わが国の青少年の科学技術への関心を高め、学ぶ意欲を向上させる「科学技術創造立国」のための事業であるとの説明でした。しかし、これは小泉内閣のすすめる「競争と管理」「強化と排除」の「教育新制プラン」をさらに押し進め、わずか20人のスーパーエリートを育成するもので、「大企業に役立つ『人材育成』のための事業」との疑問に、なんら答えてはいませんでした。教育内容に格差を持ち込み、中高一貫校の導入や高校入試選抜制度や方法の多様化をはかり、競争と選別強化の教育政策を押し進めて、高校教育をいっそう歪めるものと言わざるを得ません。
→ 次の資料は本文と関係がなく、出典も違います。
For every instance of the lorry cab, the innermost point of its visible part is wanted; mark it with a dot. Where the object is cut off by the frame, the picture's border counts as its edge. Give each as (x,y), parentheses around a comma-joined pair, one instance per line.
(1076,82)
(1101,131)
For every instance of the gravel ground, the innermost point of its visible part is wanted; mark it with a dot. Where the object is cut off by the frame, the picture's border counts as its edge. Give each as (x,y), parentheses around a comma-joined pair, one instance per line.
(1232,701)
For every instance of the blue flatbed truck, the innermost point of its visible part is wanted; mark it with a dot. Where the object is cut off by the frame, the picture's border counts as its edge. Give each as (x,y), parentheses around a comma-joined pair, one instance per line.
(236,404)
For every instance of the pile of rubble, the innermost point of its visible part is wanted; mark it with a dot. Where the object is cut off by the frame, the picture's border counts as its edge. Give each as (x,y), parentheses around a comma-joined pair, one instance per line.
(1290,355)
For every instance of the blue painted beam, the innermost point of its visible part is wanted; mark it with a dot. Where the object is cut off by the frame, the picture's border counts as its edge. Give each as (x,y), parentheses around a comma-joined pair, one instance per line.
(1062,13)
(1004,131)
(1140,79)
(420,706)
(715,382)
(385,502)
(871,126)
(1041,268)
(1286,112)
全国の高校の中から、市立千葉高校が選ばれ誇りであるかのような発言もありますが、市内の高校生約32,000人の中で、わずか20名だけに特別な教育を強めるより、教育基本法第1条の教育の目的である「教育は人格の完成をめざし、平和的な国家及び社会の形成者として、真理と正義を愛し、個人の価値をたっとび、勤労と責任を重んじ、自主的精神に充ちた心身ともに健康な国民の育成を期して行われなければならない」とのことからも、早期に30人学級を実施し、全ての高校生が学ぶ喜びを味わい、基礎学力の向上に向けて力をつくすことこそ必要です。

議案第88号・老人医療費の助成に関する条例の一部改正に係わる専決処分について

 つぎに、議案第88号・老人医療費の助成に関する条例の一部改正に係わる専決処分についてです。これは、68歳・69歳の全ての方に実施してきた医療費の助成制度に所得制限を加える制度改悪です。31年前から市独自に実施した医療費助成を国の医療制度の改悪に合わせて行われるものです。68・69歳の該当者15,500人のうち、6,200人が市民税課税者で本人負担が3割になってしまい、市民に負担を強いるものです。千葉市は、1億7,700万円で継続できるのですから努力すべきです。今回の医療改悪は、「わが国の階保険制度を維持していくために必要な制度」と当局は答弁していますが、日本医師会、日本歯科医師会などの医療関係者なども反対し、2,900万人の反対署名、600もの地方自治体から反対の意見書が提出されていました。国民に、1兆5,000億円の負担を強いるより、欧米に比べて高い薬価の引き下げ、後発薬品の使用や医療費の無料化で早期発見・早期治療を行う保健予防の充実を図かれば、医療改悪を強行せずに住んだはずです。本来、市は市民の健康を守るため、国に制度改悪の中止を求めるべきだと思います。

工事請負契約について

 最後に、今議会では7件の工事請負契約が提案されました。98.79%の高い入札率がある一方で、66.4%の落札率を含め、基準価格を大幅に下回る入札が5件もあったことは、きわめて異例・不自然に思えます。市として、公正で適切な入札が保障されるように改めて申し上げて、反対討論を終わります。